Tire Rack
- Type: Privately held
- Industry: Automotive
- Founded: 1979; 47 years ago
- Founder: Peter Veldman
- Fate: Acquired by Discount Tire
- Headquarters: South Bend, Indiana, U.S.
- Area served: United States, Canada
- Key people: Peter Veldman, Founder and President (1979–2014) Mike Joines, Executive Chairman (2014–present) Scott Clark, CEO (2025–present)
- Products: Tires, wheels, auto accessories
- Services: Tire testing & reviews, mobile tire installation
- Number of employees: 400+
- Website: tirerack.com

= Tire Rack =

American tire and wheels distributor

Tire Rack is an American automotive tire, wheel, and accessories retailer, publisher of tire tests, and wholesale tire distributor headquartered in South Bend, Indiana.

==History==
In 1979, automotive parts and service business owner Peter "Pete" Veldman came up with his business idea for the Tire Rack after his son-in-law Mike Joines was frustrated when he couldn't find tires for his Opel Manta sports coupe. Mike recommended that they start a mail-order tire company that stocked a few of every tire. Although Pete convinced Mike to help him open a retail store instead, they had so many phone orders that they eventually shut down the retail location and opened more phone lines. Three years after opening the store, Tire Rack got into the mail order business and by 1990 the store was shut down.

In 1995, Tire Rack began its website where it posted reviews of tires it sold. In 1998, Tire Rack began online sales.

By 2005, Tire Rack had grown into a nationwide company that distributes more than 2 million tires annually. As of 2017, the company offers 24 tire brands and has ten warehouses in nine states. Customers who pick up orders from a warehouse location are offered a discount. After 26 years of being a privately owned family company, Los Angeles-based investment group Leonard Green & Partners purchased a 49% stake in the company with the Veldman family controlling the majority 51%.

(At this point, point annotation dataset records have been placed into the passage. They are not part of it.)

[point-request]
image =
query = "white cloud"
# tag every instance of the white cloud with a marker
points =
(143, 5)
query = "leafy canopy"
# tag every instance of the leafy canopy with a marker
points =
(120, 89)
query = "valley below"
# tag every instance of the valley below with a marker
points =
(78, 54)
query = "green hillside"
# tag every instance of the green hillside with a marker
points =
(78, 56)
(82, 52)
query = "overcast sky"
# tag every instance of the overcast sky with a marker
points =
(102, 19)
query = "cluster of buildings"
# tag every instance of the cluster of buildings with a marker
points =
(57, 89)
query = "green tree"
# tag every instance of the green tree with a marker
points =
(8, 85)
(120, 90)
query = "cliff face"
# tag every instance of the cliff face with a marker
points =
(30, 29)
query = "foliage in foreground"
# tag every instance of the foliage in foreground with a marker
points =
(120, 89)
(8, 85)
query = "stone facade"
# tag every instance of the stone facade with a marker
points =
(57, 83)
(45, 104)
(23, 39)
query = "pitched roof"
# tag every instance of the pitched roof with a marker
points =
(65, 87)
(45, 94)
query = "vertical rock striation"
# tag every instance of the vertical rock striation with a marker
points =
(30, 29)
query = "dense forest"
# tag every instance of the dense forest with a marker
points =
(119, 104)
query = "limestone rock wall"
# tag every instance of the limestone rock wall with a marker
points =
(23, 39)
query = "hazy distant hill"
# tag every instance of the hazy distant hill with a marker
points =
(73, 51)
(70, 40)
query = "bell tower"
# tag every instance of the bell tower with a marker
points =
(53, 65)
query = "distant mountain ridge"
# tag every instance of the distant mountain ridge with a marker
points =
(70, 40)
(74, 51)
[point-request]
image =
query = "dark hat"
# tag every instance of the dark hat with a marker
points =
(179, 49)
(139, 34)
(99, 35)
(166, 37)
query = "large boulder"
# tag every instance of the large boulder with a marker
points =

Pete Veldman died on March 14, 2014, at the age of 87. Pete's son-in-law Mike Joines succeeded him as president.

On December 4, 2021, Discount Tire acquired Tire Rack for an undisclosed amount.

Tire Rack became Rivian’s recommended third party tire replacement company of reference in 2024.

In April 2025, Tire Rack appointed Scott Clark—a 29-year tire industry veteran and former CEO of Michelin North America, where he oversaw Michelin’s two-wheel, car, and motorsports tire businesses—as its new CEO. Mike Joines will continue to have a leadership role with the company, transitioning to the role of executive chairman, with a focus on strategies that will help expand and accelerate the growth of the business.

==Motorsports & Marketing==

Since 1995, Tire Rack has been the title sponsor of the National Sports Car Club of America (SCCA) Solo Program, a club that allows driving enthusiasts to compete at a local level.

Tire Rack sponsors Team Penske drivers Josef Newgarden (#2) and Scott McLaughlin (#3) in the NTT INDYCAR SERIES. The sponsorship was part of Team Penske’s 2023 and 2024 Indianapolis 500 victories, with Newgarden securing both wins. These wins marked the team’s 20th and second consecutive victories in the event.

In 2025, Tire Rack and WeatherTech Raceway Laguna Seca announced a multi-year sponsorship agreement that includes the naming rights of the raceway’s iconic “Tire Bridge” between Turns 3 and 4, and title sponsorship of the IMSA TireRack.com Monterey Sportscar Championship weekend, held May 9–11, 2025.